The lower mortality rate in Group I compared with Group II, may be partially explained by the significantly higher PD accompanied with significantly higher TCI in Group I, as a clinical consequence of significantly higher emptying rate [indirectly extrapolated from significantly lower GRV]. The significantly lower %∆GRV in Group I versus Group II may also explain the higher peaking of Blood Glucose Level (BG max) in Group I and hence, the higher insulin requirement, compared with Group II. Additionally, the significantly lower %∆BUN in Group I, despite dual significantly higher PD and CRP, may be attributed to the anti-catabolic effects of Insulin [27].
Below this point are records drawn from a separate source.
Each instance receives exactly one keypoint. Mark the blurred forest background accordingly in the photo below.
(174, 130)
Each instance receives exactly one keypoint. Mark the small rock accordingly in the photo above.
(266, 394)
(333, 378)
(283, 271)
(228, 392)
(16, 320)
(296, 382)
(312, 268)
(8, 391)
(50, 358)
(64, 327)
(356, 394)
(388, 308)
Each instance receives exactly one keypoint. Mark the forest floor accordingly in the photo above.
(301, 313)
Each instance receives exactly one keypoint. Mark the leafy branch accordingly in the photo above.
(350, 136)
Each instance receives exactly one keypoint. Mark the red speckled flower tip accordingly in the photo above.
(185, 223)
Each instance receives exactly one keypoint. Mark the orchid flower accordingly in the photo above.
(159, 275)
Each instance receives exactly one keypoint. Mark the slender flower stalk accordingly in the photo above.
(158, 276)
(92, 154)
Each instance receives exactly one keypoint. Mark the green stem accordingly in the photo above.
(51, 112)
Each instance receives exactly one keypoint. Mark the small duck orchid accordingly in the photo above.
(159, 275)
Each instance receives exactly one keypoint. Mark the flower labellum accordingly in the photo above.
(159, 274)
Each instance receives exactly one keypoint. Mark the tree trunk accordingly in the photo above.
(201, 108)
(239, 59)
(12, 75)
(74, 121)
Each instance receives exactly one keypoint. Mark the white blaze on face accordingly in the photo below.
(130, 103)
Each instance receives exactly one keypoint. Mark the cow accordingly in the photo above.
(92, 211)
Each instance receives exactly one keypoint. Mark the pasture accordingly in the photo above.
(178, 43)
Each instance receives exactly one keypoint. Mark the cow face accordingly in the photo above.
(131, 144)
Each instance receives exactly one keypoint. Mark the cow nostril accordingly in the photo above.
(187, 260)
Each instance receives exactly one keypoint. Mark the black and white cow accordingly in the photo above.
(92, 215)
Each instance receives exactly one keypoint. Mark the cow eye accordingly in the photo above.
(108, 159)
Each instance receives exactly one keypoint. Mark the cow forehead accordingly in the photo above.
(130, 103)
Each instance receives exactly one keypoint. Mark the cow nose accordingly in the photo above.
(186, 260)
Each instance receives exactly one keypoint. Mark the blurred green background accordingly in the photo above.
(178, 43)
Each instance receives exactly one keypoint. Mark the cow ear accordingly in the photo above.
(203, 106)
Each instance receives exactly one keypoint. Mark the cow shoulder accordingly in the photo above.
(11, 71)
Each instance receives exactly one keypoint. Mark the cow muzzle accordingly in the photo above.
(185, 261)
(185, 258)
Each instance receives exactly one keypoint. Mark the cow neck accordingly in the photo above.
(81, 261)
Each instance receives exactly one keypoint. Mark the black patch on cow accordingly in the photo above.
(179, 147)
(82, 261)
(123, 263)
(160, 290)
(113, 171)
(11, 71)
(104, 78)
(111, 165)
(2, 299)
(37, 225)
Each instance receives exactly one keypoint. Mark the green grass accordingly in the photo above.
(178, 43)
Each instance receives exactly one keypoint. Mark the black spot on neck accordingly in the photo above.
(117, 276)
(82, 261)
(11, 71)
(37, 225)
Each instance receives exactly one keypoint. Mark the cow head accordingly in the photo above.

In conclusion, our study showed that the investigated soluble fiber, in the form of FOS 1.7 gram/30 ml, may be an innovative strategy in mitigation of an opioid analgosedative related inevitable negative clinical impacts while improving some of the biochemical and clinical positive outcomes in MV-MSICU admitted patients. This study is limited by its single-center, retrospective design and, a larger prospective study is needed to clarify the causations and establishing the clinical utility of soluble fiber in OIC affected MV-MSICU admitted patients. However, our center is an experienced and high-volume unit, so our data may be useful to other centers.